Decoding Latent Spaces: Assessing the Interpretability of Time Series Foundation Models for Visual Analytics
This work addresses the challenge of interpreting latent spaces in time series foundation models for researchers and practitioners in visual analytics, though it is incremental as it highlights limitations and suggests future improvements.
The study assessed the interpretability of latent spaces in time series foundation models like MOMENT for visual analytics, finding that fine-tuning improved performance with loss reduction but did not significantly enhance embedding interpretability, requiring further methodological refinements.

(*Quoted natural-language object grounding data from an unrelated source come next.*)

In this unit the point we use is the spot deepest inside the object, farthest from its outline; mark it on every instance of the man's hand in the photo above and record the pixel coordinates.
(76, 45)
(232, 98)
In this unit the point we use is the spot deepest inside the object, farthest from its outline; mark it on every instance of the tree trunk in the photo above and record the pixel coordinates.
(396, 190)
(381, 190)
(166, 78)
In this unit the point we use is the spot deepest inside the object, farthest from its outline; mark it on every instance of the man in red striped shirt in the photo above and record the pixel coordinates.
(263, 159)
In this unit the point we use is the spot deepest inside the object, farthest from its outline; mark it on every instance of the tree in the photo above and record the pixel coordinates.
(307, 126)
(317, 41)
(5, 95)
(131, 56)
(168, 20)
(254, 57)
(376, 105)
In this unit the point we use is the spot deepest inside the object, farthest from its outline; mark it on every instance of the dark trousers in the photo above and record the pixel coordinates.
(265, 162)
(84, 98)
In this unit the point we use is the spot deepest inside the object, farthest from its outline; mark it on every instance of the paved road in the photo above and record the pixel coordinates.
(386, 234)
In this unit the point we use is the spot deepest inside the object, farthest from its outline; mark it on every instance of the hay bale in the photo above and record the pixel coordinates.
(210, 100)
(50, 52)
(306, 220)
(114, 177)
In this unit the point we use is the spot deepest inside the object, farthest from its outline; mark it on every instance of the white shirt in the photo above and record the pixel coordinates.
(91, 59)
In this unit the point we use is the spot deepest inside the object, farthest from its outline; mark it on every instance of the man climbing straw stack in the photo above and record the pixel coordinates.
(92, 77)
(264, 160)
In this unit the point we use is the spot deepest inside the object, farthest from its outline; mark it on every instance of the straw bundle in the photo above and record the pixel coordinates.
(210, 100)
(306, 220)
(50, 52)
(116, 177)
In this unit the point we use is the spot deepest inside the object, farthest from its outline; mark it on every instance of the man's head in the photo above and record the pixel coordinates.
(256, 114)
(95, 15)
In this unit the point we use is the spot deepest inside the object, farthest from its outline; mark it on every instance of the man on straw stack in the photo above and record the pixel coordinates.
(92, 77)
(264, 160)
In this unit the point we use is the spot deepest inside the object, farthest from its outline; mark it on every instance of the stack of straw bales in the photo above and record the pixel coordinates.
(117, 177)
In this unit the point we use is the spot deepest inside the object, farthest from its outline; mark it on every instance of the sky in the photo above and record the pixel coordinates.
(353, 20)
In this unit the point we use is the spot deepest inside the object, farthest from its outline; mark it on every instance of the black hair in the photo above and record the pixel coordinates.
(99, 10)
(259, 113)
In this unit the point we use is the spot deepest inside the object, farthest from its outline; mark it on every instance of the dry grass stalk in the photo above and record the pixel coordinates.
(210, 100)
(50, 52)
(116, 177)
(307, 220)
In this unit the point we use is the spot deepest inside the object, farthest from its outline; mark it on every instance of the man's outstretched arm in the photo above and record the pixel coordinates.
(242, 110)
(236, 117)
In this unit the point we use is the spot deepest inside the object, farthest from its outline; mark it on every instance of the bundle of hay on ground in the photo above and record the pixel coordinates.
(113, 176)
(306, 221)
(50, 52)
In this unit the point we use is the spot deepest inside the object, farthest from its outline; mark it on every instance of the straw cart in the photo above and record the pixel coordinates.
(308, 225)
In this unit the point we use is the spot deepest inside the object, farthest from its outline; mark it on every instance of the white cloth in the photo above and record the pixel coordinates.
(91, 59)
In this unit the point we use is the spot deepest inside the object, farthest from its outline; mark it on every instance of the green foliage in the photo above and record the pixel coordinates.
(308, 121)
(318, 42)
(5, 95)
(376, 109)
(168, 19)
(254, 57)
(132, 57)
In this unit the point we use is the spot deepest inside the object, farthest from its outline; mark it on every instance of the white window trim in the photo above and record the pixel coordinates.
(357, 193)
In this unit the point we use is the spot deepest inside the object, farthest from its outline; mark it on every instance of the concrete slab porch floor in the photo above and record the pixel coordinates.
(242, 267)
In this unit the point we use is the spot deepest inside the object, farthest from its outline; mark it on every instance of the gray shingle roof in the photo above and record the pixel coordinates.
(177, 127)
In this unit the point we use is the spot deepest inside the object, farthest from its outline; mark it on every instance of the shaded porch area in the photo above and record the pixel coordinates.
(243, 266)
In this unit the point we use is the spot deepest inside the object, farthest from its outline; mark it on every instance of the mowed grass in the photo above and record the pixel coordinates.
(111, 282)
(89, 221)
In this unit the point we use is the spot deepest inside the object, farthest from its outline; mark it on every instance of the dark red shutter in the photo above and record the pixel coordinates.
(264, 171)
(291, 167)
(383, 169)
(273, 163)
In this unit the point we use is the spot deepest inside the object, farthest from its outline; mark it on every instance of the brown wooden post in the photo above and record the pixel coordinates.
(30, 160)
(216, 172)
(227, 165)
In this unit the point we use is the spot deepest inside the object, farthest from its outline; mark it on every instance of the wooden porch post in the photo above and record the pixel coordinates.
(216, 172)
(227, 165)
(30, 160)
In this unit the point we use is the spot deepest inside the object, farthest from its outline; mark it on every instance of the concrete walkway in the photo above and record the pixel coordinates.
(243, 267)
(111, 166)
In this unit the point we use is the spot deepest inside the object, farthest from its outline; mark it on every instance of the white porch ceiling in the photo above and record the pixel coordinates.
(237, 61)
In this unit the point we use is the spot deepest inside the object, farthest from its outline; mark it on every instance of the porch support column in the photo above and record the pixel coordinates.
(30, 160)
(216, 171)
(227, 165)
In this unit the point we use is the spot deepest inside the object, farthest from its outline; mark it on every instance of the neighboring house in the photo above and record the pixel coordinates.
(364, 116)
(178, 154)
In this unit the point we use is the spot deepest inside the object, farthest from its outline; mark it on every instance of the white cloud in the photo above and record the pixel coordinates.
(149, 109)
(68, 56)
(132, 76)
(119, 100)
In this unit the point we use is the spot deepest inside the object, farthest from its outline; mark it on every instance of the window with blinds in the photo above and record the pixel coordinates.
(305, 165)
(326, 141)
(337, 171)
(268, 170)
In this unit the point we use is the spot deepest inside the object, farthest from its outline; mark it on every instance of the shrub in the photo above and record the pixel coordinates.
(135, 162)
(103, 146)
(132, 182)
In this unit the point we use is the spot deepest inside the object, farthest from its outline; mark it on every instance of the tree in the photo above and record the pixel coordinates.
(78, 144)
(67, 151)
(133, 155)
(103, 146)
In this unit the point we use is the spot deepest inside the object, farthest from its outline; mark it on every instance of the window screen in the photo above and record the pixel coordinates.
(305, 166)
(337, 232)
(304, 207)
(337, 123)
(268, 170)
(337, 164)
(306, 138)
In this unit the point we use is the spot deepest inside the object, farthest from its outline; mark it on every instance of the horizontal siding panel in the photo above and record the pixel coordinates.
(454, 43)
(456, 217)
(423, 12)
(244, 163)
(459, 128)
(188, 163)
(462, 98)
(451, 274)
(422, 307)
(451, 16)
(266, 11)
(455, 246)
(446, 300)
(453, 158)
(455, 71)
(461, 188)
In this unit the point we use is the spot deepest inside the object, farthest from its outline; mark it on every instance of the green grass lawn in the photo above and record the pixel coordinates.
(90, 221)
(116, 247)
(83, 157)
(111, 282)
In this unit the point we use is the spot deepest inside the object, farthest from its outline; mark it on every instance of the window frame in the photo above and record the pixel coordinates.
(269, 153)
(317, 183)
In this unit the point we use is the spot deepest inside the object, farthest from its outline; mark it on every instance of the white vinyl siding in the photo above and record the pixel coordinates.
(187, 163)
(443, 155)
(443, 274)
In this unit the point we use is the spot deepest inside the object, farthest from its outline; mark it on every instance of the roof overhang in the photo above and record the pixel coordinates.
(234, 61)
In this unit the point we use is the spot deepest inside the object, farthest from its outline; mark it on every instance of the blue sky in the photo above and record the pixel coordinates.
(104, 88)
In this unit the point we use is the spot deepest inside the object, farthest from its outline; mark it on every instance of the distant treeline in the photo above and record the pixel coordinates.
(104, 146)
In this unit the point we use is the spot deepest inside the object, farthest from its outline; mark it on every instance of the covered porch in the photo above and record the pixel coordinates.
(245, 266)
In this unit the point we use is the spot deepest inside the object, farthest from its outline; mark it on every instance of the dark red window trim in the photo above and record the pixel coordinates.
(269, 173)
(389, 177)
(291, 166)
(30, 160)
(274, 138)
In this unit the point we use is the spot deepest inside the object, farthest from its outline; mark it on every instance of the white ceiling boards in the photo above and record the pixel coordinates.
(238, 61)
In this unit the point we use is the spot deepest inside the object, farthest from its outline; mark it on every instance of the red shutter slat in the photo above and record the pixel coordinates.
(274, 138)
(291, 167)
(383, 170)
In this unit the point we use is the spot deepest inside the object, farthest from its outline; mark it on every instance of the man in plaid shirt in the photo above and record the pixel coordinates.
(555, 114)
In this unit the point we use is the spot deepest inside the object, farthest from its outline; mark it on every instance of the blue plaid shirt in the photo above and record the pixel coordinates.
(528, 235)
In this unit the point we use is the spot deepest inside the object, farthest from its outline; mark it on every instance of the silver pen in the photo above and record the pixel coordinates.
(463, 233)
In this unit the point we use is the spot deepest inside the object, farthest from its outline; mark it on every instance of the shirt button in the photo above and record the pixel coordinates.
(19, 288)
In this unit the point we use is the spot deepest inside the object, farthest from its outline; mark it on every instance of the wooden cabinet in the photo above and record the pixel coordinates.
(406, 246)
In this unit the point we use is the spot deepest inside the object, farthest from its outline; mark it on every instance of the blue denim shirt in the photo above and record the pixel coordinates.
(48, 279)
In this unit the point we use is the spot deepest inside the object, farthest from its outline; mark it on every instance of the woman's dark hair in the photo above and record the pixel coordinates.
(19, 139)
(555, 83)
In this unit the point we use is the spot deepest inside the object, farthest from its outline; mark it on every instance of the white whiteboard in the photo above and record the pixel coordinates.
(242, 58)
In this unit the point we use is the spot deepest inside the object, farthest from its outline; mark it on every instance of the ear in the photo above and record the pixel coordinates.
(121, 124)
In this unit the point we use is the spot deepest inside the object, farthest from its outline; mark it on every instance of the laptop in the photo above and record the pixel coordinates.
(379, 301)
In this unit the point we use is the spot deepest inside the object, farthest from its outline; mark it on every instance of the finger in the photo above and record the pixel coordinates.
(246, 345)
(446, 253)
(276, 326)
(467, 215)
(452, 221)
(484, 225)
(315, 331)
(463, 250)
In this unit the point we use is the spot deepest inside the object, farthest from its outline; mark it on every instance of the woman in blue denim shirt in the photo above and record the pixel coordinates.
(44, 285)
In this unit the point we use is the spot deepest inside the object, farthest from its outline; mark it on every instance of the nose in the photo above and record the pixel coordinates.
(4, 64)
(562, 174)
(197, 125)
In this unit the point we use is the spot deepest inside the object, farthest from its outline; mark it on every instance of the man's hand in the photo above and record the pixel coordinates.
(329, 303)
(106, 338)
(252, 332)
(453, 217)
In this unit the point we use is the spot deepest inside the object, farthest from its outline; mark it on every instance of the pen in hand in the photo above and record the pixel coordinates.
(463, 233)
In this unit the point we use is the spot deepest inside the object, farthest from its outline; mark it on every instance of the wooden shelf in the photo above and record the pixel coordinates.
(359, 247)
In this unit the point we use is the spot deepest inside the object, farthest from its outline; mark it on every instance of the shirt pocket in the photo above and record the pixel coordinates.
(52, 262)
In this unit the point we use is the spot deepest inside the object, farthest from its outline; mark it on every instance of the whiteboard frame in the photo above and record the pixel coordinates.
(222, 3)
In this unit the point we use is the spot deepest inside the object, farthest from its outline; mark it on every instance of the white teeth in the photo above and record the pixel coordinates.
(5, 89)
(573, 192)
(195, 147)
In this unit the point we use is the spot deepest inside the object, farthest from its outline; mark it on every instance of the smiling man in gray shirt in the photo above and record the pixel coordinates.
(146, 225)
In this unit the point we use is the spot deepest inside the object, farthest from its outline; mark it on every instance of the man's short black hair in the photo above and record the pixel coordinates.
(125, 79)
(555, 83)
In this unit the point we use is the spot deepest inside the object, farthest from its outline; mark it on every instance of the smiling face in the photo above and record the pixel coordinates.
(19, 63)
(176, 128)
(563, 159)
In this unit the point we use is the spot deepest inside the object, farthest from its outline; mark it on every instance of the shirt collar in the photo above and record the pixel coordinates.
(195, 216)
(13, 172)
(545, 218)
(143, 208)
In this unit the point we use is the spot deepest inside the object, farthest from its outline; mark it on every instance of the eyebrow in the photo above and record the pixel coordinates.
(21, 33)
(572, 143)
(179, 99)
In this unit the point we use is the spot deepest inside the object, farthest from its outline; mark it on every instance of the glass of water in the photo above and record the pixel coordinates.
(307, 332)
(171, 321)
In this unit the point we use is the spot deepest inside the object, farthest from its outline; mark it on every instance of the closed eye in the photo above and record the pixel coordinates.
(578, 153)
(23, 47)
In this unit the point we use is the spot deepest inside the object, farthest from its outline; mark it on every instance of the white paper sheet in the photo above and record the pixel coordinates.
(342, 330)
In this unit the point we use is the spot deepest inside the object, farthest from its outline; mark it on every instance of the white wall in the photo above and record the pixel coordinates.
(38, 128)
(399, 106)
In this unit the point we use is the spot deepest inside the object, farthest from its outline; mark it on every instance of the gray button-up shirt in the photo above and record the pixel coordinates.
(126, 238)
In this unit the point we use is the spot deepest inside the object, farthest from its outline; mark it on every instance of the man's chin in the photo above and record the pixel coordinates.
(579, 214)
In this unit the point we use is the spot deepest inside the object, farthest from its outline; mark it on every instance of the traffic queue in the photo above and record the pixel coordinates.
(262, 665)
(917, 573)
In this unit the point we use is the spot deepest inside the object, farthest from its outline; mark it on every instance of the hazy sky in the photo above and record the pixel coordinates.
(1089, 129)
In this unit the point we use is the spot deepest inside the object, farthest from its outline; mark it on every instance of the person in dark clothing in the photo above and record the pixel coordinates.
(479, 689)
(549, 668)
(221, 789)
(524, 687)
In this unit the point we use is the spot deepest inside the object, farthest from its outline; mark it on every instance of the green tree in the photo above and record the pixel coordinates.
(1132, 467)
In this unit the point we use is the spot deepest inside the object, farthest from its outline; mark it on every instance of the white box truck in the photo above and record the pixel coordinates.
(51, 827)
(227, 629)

The present study explores the interpretability of latent spaces produced by time series foundation models, focusing on their potential for visual analysis tasks. Specifically, we evaluate the MOMENT family of models, a set of transformer-based, pre-trained architectures for multivariate time series tasks such as: imputation, prediction, classification, and anomaly detection. We evaluate the capacity of these models on five datasets to capture the underlying structures in time series data within their latent space projection and validate whether fine tuning improves the clarity of the resulting embedding spaces. Notable performance improvements in terms of loss reduction were observed after fine tuning. Visual analysis shows limited improvement in the interpretability of the embeddings, requiring further work. Results suggest that, although Time Series Foundation Models such as MOMENT are robust, their latent spaces may require additional methodological refinements to be adequately interpreted, such as alternative projection techniques, loss functions, or data preprocessing strategies. Despite the limitations of MOMENT, foundation models supose a big reduction in execution time and so a great advance for interactive visual analytics.